Munchau also makes the observation that Boris Johnson has been remarkably consistent in signalling a WTO-style future relationship: the prorogation of the UK parliament; the election manifesto's explicit pledge to deviate on competition policy; the legislation to refuse an extension of the negotiations; and the threat to end the talks in June. 

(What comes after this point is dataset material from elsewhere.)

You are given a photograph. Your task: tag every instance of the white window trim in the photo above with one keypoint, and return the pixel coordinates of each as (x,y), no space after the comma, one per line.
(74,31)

Yesterday, there was another pointer to the UK’s willingness to extricate itself from all things European. As the Telegraph reports, the UK wants to drop the European Convention of Human Rights. In its negotiation mandate, the EU has threatened to end all law enforcement co-operation if the UK were to repeal the Human Rights Act, which allows British courts to apply the ECHR. The story does not say that the UK will repeal the act, but it does say it does not want to be bound by the Convention. To clear up the usual confusion on this matter, the ECHR has nothing to do with the EU, but stems from the Council of Europe of which the UK will remain a member.

We also noted a number of aggressive comments in the UK media by Amélie de Montchalin, France's secretary of state for European affairs, who said the EU will reject a deal unless the UK kept fishing waters open and agreed to EU regulation. 

It looks to us that both sides may think, foolhardily perhaps, that they are better off without a deal. So, the no-deal scenario might play out.